We use the SMTP server Postfix for the purpose of this guide, but you can configure this with any SMTP server.

Red Hat Distribution

  1. Install Postfix.

    sudo yum install postfix
    
  2. Start Postfix.

    systemctl start postfix
    
  3. Enable the Postfix service to ensure that it will restart when the host is rebooted.

    systemctl enable postfix
    
  4. After installation, run the postconf command to see the Postfix configuration. Confirm that the record 127.0.0.1 example.com entry exists in/has been added to the /etc/hosts file.

Debian Distribution

  1. Install Postfix.

    sudo apt-get install postfix
    
  2. During installation, you’ll be prompted to select an SMTP server type. Choose the Internet Site option.

  3. For testing purposes and/or a local-only configuration, use the suggested name (example.com) when prompted for a fully qualified domain name (FQDN) and click Ok.

  4. After installation, run the postconf command to see the Postfix configuration. Confirm that the domain you specified in Step 3 above (e.g., record 127.0.0.1 example.com) exists in/has been added to the /etc/hosts file.

Create the Alert Configuration File

An alert configuration file must be created to specify where your SMTP server resides.

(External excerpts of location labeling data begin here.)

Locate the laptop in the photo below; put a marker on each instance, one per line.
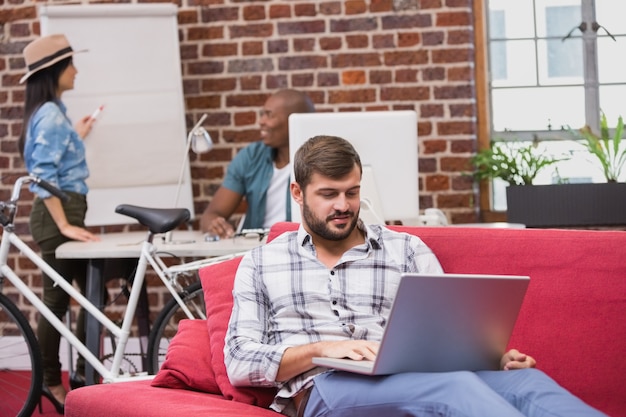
(444, 323)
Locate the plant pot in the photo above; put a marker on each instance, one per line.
(559, 205)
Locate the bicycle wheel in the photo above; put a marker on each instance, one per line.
(166, 324)
(21, 373)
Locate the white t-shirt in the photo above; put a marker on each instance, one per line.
(276, 203)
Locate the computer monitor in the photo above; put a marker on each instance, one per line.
(387, 144)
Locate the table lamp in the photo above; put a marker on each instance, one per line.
(199, 141)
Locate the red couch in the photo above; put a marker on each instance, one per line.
(572, 321)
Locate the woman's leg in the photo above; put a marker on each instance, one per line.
(49, 338)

This file also holds any configuration changes from the default for the thresholds. Here is the template of the config.yaml file. This file will be passed in using the --config-file argument demonstrated in the next step. In this case, the user is not updating any default thresholds for the alert criteria:

location:
  email:
    receivers:
      - receiver@example.com
    sender: sender@example.com
    server:
      host: smtp.example.com
      port: 25
      username:
      password:

Modify this file by:

  1. Updating the host field to reflect the host of the SMTP server.

  2. Updating the port to reflect the port that your SMTP server is listening on. This port must be open and available.

  3. Updating senders and receivers details to reflect where the email will be sent to and received from.

  4. Updating the username and password if needed.

  5. Updating any default configurations for the alert thresholds (optional).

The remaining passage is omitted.